Re: Cisco 9200L link flap

PSPICT · ‎02-04-2025

Hi there,

i have a set of 3 C9200L-48P-4G within a stack. these are on 17.12.02 as i upgraded them due to encountering what i thought was bug CSCwc41288,

since the upgrade, the switches ran fine for months and then the observed behavior has come back again yet the counters for the issue haven't incremented.

At present, we observe link down/up events on the fibre uplink on this switch and on the other switch we are not seeing a link flap but loop guard block/unblock as the particular route is a redundant link at present.

i have changed every fibre patch lead at both ends, replaced the SFP modules and checked the light levels both ends. i tried a different uplink port but still no joy and even tried a different fibre pair between the two buildings.

Any ideas?

Flavio Miranda · ‎02-04-2025

@PSPICT

Another bug probably.

marce1000 · ‎02-04-2025

- How do you define 'the counters for the issue' ; meaning do you also check all (error) counters ?
Also look into the latest advisory release https://software.cisco.com/download/home/286320038/type/282046477/release/Dublin-17.12.4 , if the issue is that strong or 'determined' it becomes worthwhile to take that step (upgrading to latest advisory) too.

M.

-- Each morning when I wake up and look into the mirror I always say ' Why am I so brilliant ? '
When the mirror will then always repond to me with ' The only thing that exceeds your brilliance is your beauty! '

Joshqun Ismayilov · ‎02-04-2025

Hi @PSPICT
You can inspect the interface statistics for CRC errors, drops, or flaps:
#show interfaces gb x/x/x counters errors
#show interfaces gbx/x/x transceiver details

If you see high CRC errors, it could still indicate a cabling or SFP issue despite the replacements.

Thanks!

vishalbhandari · ‎02-04-2025

@PSPICT It sounds like you've done thorough troubleshooting already. Since the issue persists despite replacing fiber patch leads, SFPs, and using different ports and fiber pairs, it might be worth checking for potential hardware issues on the switch itself, like a faulty uplink ASIC. Also, review the spanning-tree configuration, especially around loop guard settings, as they may be reacting to inconsistent BPDUs.
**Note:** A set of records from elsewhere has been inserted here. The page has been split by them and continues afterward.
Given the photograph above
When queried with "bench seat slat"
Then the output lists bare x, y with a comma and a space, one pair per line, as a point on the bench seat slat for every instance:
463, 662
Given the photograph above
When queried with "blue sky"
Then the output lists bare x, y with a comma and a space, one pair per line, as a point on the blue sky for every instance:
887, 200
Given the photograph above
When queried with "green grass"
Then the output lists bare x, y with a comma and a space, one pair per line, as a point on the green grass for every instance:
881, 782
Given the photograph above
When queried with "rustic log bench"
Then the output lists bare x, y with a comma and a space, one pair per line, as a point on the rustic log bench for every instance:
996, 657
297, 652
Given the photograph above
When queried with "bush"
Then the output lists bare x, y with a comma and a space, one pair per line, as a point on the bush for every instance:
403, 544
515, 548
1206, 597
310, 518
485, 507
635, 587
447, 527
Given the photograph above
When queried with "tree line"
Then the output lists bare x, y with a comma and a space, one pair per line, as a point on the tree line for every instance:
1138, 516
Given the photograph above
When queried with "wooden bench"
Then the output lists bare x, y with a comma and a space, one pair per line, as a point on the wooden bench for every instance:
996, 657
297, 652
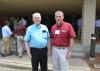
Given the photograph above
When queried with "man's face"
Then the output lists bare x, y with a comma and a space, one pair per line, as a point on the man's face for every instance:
59, 18
37, 20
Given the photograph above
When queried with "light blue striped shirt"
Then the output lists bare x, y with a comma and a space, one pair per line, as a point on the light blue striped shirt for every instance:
6, 32
37, 36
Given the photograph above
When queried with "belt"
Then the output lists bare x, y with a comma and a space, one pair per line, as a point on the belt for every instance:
60, 47
38, 48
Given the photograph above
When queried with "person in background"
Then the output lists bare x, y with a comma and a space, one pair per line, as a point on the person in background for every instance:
6, 33
24, 22
62, 38
36, 42
20, 32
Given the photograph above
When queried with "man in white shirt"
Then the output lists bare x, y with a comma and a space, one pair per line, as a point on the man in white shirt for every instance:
6, 33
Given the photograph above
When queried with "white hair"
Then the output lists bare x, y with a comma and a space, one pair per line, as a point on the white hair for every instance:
59, 12
35, 15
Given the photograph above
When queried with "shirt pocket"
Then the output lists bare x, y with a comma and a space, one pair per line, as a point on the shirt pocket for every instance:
44, 34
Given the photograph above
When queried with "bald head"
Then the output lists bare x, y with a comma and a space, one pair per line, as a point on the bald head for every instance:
36, 18
59, 16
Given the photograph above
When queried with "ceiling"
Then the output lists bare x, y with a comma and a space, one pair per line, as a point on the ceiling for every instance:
46, 7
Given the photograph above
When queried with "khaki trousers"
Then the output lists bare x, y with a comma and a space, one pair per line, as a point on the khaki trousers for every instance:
60, 61
6, 45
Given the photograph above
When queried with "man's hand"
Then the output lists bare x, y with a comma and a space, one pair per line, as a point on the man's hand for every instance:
69, 54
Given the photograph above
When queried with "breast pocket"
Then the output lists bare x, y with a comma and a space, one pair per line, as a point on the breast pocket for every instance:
44, 34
Check for any high CPU usage or process spikes that could affect link stability. Lastly, consider enabling detailed logging (with debugs if safe to do so) to catch any subtle errors not reflected in the usual counters.

lunpi · ‎04-28-2025

Hi!
We have similar issue on 17.12.4 on at least 10 switches with same image at different locations. Came after image upgrade. Using same cables/sfp's and so on, as before upgrade.

HW: 9200L 24/48 -P
SW: 17.12.4 (upgraded from 17.9.4)
SFP: Prooptix SFP-MMD/SMD/GE
Errors observed: Input errors / CRC / LPGviolation / FcsErr / SymbolErr

Now running some of them affected switches at 17.9.6a and the error counters are not increasing anymore. (And of course end user experience improved)

Leo Laohoo · ‎04-28-2025

@lunpi wrote:
We have similar issue on 17.12.4 on at least 10 switches with same image at different locations. Came after image upgrade.
Now running some of them affected switches at 17.9.6a and the error counters are not increasing anymore.

I have never heard of a behaviour like this before. Has TAC been engaged?

lunpi · ‎04-29-2025

no support on access switches (due to cost/amount of switches ~1,5k) so unfortunately unable to create a TAC.

Leo Laohoo · ‎04-29-2025

This issue is uncannily similar to CSCwo13276, which I am hitting now.
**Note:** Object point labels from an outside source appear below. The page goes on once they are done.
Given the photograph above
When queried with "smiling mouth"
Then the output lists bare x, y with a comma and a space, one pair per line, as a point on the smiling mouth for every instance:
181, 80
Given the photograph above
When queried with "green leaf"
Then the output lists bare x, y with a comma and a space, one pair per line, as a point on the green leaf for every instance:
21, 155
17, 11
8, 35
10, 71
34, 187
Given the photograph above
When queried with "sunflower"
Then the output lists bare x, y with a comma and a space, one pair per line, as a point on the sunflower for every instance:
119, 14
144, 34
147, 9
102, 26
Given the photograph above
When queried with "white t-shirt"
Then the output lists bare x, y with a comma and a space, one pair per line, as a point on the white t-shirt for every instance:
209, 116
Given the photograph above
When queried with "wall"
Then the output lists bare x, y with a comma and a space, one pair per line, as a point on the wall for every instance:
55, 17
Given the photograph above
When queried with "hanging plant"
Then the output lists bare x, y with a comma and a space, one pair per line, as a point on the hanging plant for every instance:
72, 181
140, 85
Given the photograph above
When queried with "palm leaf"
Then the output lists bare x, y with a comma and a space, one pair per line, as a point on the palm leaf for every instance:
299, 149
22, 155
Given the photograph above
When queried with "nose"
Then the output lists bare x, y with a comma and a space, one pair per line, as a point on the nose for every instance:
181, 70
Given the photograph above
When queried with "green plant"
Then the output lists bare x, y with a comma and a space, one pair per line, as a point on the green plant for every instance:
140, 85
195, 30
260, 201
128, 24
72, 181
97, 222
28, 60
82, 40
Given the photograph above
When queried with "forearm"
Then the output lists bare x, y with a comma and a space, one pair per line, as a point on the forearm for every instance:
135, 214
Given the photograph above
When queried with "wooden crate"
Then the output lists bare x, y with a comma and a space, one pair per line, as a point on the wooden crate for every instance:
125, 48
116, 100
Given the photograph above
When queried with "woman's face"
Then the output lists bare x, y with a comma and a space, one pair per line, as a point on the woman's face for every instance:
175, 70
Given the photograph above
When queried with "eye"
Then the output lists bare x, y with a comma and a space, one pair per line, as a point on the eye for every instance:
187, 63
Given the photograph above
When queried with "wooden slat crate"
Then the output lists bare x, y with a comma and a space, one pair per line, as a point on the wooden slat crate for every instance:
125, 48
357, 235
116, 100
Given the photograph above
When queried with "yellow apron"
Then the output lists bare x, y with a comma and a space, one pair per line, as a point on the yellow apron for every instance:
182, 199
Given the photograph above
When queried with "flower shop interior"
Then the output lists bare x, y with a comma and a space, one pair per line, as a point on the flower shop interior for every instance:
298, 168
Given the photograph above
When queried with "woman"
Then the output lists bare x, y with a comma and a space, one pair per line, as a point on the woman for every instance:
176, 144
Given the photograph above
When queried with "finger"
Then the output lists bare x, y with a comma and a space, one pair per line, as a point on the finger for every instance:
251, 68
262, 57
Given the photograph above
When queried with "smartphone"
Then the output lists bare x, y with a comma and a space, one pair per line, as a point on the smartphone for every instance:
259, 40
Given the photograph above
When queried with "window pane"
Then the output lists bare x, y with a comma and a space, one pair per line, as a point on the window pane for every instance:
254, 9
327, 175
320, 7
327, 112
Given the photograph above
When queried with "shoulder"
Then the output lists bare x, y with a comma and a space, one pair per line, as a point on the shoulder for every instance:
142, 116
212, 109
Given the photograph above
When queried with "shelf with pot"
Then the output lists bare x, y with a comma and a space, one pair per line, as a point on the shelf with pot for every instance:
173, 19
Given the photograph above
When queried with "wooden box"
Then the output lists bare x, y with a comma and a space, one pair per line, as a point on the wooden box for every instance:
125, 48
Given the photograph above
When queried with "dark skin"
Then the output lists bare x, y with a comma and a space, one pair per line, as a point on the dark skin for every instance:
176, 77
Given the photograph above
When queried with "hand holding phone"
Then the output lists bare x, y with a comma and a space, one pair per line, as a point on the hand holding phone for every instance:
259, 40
MHM Cisco World · ‎04-29-2025

Make new post I will reply.

MHM

Joseph W. Doherty · ‎04-29-2025

Any ideas?

Shooting from the hip, as you mentioned after an IOS upgrade, problem disappeared for months, just wonder all kinds of issues can develop, after running for some time due to lack of free memory or size of free memory blocks (i.e. fragmentation) either caused by a very slow memory leak.

Short term fix, reload. Long term fix, elimination of cause.

Free memory analysis might be done, first, to see if this is a possible issue.